Bisweilen konnten regelrechte Kampagnen beobachtet werden; Heimerziehung wurde verteufelt, die Jugendämter beschuldigt, weil sie pädagogisch verantwortungslos viel zu wenige Heimkinder in Pflegefamilien vermittelt hätten. Zwar melden sich viel mehr Bewerber*innen bei den Jugendämtern als Pflegeverhältnisse vereinbart werden, hierbei gilt es jedoch, die Erfahrung der Pflegevermittlungen in den Jugendämtern zu beachten. Von 100 Anfragen nach Pflegekindern bleiben durchschnittlich nur zwei bis drei Eltern übrig, denen ein Pflegekind verantwortungsvoll vermittelt werden kann. Bei den anderen waren die Anfrage und die zugrundeliegende Motivation oft nur von kurzer Dauer – bisweilen aus spontanen sentimentalen Anlässen heraus geschehen – in anderen Fällen war die Motivation der Pflegeelternbewerber*innen oder deren häusliche Situation völlig ungeeignet, um dem Wohl von Pflegekindern zu entsprechen.

Erfahrungsgemäß ist es auch äußerst schwierig, Kinder, die älter als sechs Jahre alt sind, in Pflegefamilien zu vermitteln, weil diese in der Regel jüngere bevorzugen. Noch schwieriger wird diese Situation, wenn es sich um Kinder mit Verhaltensauffälligkeiten handelt. Es ist auch richtig, dass es mehr Adoptivbewerber*innen als adoptivfähige Kinder gibt; doch bei vielen Heimkindern sind die rechtlichen Voraussetzungen zur Adoption nicht gegeben, und viele sind wiederum zu alt, um dem Wunschalter von zukünftigen Adoptiveltern zu entsprechen.
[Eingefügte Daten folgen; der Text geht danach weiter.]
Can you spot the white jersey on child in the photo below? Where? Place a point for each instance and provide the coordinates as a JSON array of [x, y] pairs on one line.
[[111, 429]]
Zwar hat vor allem das Pflegekinderwesen zu einem stetigen Abbau der Heimkinderzahlen beigetragen, es ist aber zu berücksichtigen, dass dieser Abbau aus den vorgenannten Gründen begrenzt bleiben wird, und es muss auch darauf aufmerksam gemacht werden, dass nicht wenige Kinder und Jugendliche nach gescheiterten Pflegeverhältnissen (wieder) ins Heim kommen. Im Jahre 2016 wurden 2.214 Minderjährige aus Heimen und Wohngruppen in Pflegefamilien vermittelt. Im gleichen Zeitraum kamen allerdings auch 2.263 Kinder und Jugendliche aus Pflegefamilien in Heimerziehung (Statistisches Bundesamt 2018 b). Im Jahr 2016 führte die hohe Anzahl von geflüchteten Menschen, die nach Deutschland eingereist sind, zu einem massiven Anstieg der stationären Hilfen zur Erziehung, insbesondere in den Heimgruppen. So stieg hier die Zahl im Jahr 2016 im Vergleich zu 2014 um fast 50 % an (Statistisches Bundesamt 2017).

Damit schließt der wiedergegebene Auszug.